Nurses' knowledge and skills can often serve patients well after they've been discharged from the hospital. A new study in the current issue of the Journal of Obstetric, Gynecologic and Neonatal Nursing finds an additional instance in which nurses can provide post-discharge care and improve outcomes for patients: reducing the incidence of postpartum depression in new mothers. The study findings were also reported in Advance for Nurses.
According to the study, led by June Andrews Horowitz at the William Connell School of Nursing at Boston College, nurses who visited new mothers and provided a sympathetic ear, assistance with referrals and help recognizing infants' cues were able to significantly improve mother-child interaction and symptoms of depression in the new mothers.

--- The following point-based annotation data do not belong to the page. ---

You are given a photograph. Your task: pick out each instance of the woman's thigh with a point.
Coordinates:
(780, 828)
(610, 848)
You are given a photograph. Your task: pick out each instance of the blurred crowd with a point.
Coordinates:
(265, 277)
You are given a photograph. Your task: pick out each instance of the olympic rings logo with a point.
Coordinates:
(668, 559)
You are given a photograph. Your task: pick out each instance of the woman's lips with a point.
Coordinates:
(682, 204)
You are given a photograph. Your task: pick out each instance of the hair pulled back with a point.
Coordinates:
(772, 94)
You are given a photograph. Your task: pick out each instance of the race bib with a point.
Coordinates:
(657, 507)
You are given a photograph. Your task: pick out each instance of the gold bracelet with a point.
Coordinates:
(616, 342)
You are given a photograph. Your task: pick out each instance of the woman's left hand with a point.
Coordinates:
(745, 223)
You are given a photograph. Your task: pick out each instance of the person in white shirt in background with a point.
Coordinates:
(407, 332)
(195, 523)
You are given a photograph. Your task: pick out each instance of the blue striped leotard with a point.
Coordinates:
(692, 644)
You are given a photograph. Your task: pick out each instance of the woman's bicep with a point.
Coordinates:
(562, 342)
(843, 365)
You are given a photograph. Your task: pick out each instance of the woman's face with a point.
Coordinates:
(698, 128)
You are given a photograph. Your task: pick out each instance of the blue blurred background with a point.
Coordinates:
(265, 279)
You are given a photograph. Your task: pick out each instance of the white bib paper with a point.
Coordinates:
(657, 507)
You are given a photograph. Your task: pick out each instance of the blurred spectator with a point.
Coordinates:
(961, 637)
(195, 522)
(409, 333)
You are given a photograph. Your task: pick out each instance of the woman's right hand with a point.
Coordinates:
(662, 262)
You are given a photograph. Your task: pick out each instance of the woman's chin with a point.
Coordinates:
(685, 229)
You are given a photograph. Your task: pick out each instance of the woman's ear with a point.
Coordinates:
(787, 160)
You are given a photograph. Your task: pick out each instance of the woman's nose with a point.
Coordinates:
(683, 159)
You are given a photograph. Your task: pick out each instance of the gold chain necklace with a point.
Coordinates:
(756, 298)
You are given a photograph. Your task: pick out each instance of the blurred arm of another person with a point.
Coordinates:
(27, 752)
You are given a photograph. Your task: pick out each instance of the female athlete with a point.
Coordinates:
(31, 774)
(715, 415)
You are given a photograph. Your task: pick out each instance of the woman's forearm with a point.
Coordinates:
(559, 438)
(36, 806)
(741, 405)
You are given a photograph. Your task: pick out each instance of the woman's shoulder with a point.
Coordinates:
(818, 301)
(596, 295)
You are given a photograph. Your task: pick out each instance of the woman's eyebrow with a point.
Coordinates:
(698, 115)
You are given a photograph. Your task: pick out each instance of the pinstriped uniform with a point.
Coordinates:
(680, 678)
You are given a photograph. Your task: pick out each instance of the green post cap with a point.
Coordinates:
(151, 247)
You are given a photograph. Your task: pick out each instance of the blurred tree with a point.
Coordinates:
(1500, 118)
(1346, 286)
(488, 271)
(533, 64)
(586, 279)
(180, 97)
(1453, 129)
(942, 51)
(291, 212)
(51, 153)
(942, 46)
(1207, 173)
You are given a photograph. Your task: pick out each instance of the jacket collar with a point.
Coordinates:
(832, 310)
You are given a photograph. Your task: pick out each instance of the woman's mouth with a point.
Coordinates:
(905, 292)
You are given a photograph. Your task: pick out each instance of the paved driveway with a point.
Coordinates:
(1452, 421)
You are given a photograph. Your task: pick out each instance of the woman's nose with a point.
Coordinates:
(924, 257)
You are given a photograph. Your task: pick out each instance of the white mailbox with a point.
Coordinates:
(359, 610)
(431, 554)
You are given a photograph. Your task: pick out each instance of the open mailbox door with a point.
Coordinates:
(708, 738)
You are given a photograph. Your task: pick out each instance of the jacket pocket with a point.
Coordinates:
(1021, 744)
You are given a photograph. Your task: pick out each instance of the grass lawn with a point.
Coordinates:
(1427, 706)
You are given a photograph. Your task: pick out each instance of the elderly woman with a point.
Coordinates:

The nurses visited mothers in their homes at six weeks and three, six and nine months postpartum. Each visit lasted an hour.
An INQRI-funded study led by Linda Costa and Robert Feroli and published in the Journal of Nursing Quality Care, revealed that nurses who consulted with pharmacists and visited patients and their families at home post-discharge helped improve patients' adherence to their medication regimens.
The nurses conducted at-home interviews with patients about their medication, and observed whether patients had obtained the prescribed medication, how they were organizing their medication, how often they took it, and whether they obtained refills. They were also able to educate and coach patients about their medication and help them develop plans and systems to ensure they took the correct doses of medications at the correct intervals.